IMAGe Brown Bag- Statistical-based Compression of Climate Model Output

04/06/2016 - 12:00pm to 1:00pm
ML- Chapman Room

Stefano Castruccio
Newcastle University

Wednesday, April 6, 2016
Mesa Lab, Chapman Room
(Bring your lunch)

An active area of research at NCAR focuses on how to compress climate model output to mitigate the storage pressure from the ever increasing quantity of data from modern ensembles. Current research mostly relies on lossy algorithms for both the CESM1 ensemble for the CMIP5 experiment and, most recently, the Large Ensemble Project. Lossy algorithms are based on truncation of significant digits in the output, achieve a compression rate of at most 1:5, and have been shown to be indistinguishable from internal variability of an ensemble for many quantities.

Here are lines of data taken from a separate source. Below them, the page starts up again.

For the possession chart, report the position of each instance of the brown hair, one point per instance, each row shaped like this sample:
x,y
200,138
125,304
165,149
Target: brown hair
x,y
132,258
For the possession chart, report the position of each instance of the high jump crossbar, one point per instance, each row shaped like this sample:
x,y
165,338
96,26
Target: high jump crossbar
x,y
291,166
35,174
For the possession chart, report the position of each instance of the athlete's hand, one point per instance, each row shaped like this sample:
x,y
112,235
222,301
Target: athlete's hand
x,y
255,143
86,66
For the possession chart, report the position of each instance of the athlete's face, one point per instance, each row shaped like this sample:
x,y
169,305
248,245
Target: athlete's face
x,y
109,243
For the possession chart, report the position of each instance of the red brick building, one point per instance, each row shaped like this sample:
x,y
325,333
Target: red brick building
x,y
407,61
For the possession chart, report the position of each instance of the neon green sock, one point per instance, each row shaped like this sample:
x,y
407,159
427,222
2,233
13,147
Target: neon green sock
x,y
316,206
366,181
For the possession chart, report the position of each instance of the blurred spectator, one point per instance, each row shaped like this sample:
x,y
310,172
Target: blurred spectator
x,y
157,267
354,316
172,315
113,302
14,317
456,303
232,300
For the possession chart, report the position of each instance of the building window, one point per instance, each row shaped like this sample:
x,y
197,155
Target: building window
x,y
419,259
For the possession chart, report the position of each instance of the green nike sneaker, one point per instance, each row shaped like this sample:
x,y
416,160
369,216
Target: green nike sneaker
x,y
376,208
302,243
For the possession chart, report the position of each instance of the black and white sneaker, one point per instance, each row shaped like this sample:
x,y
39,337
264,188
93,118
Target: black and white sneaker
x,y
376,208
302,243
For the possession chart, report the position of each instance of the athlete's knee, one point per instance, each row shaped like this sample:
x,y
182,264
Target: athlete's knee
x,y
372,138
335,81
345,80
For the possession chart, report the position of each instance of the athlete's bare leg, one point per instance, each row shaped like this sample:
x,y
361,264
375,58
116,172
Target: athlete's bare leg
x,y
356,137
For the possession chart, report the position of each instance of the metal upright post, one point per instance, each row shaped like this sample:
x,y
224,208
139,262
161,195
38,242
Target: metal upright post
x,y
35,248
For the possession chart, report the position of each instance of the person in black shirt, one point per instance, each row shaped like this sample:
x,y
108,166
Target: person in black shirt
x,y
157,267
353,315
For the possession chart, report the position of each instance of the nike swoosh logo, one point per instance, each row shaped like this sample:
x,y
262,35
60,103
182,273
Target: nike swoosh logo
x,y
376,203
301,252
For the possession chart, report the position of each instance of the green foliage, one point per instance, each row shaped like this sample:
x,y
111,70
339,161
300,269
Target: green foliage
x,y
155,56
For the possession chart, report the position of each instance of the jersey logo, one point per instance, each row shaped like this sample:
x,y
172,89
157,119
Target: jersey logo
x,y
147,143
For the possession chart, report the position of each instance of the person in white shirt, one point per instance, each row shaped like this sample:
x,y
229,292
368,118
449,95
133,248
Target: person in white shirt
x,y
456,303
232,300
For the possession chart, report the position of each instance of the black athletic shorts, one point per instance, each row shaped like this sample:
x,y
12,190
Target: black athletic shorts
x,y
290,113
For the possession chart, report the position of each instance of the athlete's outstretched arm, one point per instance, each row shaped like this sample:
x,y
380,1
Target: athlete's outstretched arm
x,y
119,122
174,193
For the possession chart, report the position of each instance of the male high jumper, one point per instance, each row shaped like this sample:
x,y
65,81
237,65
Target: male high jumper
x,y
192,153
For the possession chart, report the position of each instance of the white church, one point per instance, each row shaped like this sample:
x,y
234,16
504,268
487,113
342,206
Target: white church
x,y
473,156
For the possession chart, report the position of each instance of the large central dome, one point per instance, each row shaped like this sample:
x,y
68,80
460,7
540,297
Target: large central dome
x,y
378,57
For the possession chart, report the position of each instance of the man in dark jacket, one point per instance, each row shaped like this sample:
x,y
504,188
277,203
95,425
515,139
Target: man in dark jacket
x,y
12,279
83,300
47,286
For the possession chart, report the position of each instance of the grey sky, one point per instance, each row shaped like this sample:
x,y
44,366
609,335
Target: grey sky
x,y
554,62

In this talk, we propose a different, statistics-based approach to data compression which achieves compression rates between one to two orders of magnitude higher than the lossy approach. The key idea is to fit a space-time statistical model to the variability around the mean in an initial condition ensemble, and to regard the parameter estimates as the compressed data. I will discuss the advantages and disadvantages of this approach, and further extensions to tailor compression schemes that preserve only some local (but crucial) properties of the original output.